If you are willing to limit Delegate to only using function pointers the you can do it with what you have. That would look like

struct Delegate {
    std::vector<void(*)()> funcs;

    template<class T> void operator+=(T mFunc)
    {
        funcs.push_back(mFunc);
    }

    template<class T> void operator-=(T mFunc)
    {
        funcs.erase(std::remove(funcs.begin(), funcs.end(), mFunc), funcs.end());
    }

    void operator()() {
        for (auto& f : funcs) f();
    }
};

If you don't want to do so, then you need to change you approach. You could have operator += return an index to the inserted function, and then you can change operator -= to take that index and remove that element. see eerorika's answer for a suggestion on how to return iterators to the functions.

Answer 2

Is this possible in C++?

Not like this. Function wrappers cannot be compared for equality. This is a limitation in their design.

One option is to use function pointers. They can be compared for equality. But then you cannot use stateful function objects. NathanOliver shows an example of this.

Another alternative design would be to use a std::list as the container, and when ever you register a function, return iterator to it. Then, instead of erasing by passing the function, you can pass the iterator to be erased.

Answer 3

std::function objects are not directly comparable, but if you are only using regular functions (not e.g. member functions or capturing lambdas), you can use target() method to extract underlying pointer.
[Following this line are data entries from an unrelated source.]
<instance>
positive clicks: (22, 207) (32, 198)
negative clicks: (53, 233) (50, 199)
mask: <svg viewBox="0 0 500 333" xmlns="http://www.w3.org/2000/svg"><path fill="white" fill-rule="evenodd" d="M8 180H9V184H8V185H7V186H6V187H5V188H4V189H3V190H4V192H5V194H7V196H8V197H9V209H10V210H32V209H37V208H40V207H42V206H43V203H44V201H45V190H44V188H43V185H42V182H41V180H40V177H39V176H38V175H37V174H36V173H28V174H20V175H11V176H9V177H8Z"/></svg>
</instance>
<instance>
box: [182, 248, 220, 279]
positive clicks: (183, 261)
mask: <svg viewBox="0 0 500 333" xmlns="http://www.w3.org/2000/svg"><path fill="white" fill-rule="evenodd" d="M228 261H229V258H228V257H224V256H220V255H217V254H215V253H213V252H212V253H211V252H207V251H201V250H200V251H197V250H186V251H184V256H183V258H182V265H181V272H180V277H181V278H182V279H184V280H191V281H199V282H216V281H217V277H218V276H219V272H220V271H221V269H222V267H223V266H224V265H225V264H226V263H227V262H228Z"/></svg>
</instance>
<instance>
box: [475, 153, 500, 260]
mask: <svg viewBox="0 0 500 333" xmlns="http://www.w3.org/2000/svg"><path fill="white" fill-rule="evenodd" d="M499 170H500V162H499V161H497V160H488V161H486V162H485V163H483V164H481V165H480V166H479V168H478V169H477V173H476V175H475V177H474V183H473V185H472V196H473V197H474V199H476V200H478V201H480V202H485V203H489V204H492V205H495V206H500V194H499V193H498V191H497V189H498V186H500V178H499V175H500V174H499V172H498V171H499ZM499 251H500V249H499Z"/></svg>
void operator-=(void(*mFunc)())
{
    auto pred = [&mFunc](const std::function<void()>& func) { return mFunc == *func.target<decltype(mFunc)>(); };
    funcs.erase(std::remove_if(funcs.begin(), funcs.end(), pred), funcs.end());
}

I changed the type T to be function pointer explicitly, because std::function would need a different approach (calling target() on that too). You can overload your operator -= to handle std::function separately.

It's ugly, but it works.

---

Note: Above snippet doesn't really take into account type safety. target() will return nullptr if type declared by template does not match the actual type stored by std::function, and dereferencing nullptr will be disastrous. Since your code only seems to deal with free functions of signature void(), it shouldn't be much issue, but if you plan to use lambdas or something it may break.